Dir. John Carlos Fresnadillo
2/10

This movie sucked, and I don’t recommend this to anyone, including Penny (and John) who probably have the best chance of liking this.

**
This is the sequel to 28 Days Later, Danny Boyle’s zombie update. This film starts twenty-eight weeks after the 28 Days film. British citizens are returning to London, living exclusively in a secure area. While all individuals with the rage virus—a virus which essentially turns people into zombies—have died, wild dogs and dead bodies are prevalent outside the secure zone. The residents are told this as they return. I mentioned that because two children actually disregard this piece of information and sneak off to their old house. Why? Well, the younger of the two is afraid he might not remember what his mother looks like. His sixteen year old sister doesn’t reassure him that they can get the pictures later. Instead, she leads them out of the secure area, evading the military. Actually, the military actually spot them almost immediately, but don’t actually catch up to them until they are at the house—which seems to be a quite a distance away. If this sounds dumb, it gets worse. I won’t go through all the problems in the film, but let me mention two. First, there is a stupid plot element that involves the father (Robert Carlyle) of this children who gets infected in a preposterous way.

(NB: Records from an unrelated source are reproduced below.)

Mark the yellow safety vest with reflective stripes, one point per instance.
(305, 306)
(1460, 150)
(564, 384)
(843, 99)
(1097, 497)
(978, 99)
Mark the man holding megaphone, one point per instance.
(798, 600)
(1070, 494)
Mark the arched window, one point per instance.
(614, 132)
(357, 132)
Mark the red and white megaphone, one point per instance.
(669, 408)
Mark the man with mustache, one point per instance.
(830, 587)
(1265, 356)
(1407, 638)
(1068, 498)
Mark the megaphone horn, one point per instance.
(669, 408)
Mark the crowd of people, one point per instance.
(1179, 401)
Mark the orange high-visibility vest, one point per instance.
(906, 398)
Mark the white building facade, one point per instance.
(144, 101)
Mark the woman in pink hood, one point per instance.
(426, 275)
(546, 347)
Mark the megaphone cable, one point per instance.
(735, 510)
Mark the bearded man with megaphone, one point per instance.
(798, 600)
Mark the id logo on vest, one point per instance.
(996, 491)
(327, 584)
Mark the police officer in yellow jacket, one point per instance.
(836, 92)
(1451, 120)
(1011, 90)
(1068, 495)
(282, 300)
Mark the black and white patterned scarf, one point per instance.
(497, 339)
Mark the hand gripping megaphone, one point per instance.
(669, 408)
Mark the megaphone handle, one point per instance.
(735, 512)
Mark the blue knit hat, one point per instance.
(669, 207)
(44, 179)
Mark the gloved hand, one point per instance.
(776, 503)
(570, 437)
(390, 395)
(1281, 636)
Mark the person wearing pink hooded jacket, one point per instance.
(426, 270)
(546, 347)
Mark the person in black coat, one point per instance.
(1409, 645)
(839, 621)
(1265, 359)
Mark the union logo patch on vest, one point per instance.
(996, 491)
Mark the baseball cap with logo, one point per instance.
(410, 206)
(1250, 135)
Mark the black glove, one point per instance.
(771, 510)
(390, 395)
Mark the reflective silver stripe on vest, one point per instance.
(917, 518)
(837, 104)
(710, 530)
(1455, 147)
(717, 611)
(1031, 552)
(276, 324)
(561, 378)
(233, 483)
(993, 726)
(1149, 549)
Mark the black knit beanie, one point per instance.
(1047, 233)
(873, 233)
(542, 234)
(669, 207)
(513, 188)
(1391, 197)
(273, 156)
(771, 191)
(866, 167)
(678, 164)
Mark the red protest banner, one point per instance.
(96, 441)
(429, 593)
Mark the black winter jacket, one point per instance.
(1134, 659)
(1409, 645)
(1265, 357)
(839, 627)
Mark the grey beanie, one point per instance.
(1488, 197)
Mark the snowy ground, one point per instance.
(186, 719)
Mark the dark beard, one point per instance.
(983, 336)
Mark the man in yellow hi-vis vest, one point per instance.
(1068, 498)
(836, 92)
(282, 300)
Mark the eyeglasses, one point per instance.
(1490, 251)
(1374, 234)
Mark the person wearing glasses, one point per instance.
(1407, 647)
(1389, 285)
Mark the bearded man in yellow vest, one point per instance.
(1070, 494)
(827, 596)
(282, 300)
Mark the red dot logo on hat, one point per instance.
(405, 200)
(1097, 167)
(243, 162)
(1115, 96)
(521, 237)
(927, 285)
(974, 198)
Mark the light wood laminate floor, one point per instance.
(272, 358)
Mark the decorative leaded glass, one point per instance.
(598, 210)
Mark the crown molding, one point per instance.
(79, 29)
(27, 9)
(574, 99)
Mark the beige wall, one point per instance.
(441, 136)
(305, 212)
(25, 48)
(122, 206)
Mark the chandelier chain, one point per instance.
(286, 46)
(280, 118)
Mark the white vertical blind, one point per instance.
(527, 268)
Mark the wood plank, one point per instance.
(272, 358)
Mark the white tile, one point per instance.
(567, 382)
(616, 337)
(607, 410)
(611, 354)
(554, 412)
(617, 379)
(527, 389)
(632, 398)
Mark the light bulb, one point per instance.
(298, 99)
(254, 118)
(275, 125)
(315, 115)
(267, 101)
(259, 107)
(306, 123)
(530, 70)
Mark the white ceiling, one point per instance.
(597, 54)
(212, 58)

For some unexplained reason, Carlyle has the key to every single door in the secure area—including the military base where they hold infected individuals. Anyway, Carlyle’s character “sneaks in” to see one of these individuals, his wife (who miraculously survives a “zombie” attack). I say “sneaks” because there really aren’t any military personnel present along the way. After he gets the disease, he escapes from the facility—killing several soldiers along the way, without any weapons. He later explicably escapes sniper fire and a fire-bombing (the camera shows him hiding around the corner). Near the end of the film, he coincidently finds his children (I guess they wanted to milk Robert Carlyle’s presence for it was worth) for a “dramatic” confrontation. I think few would dispute that this is a dumb movie.

One other thing. For fans of horror and action, films like this can “redeem” themselves by having thrilling action or effective horror scenes. This film has almost none of that—and I think people who normally like action and horror films would agree with me.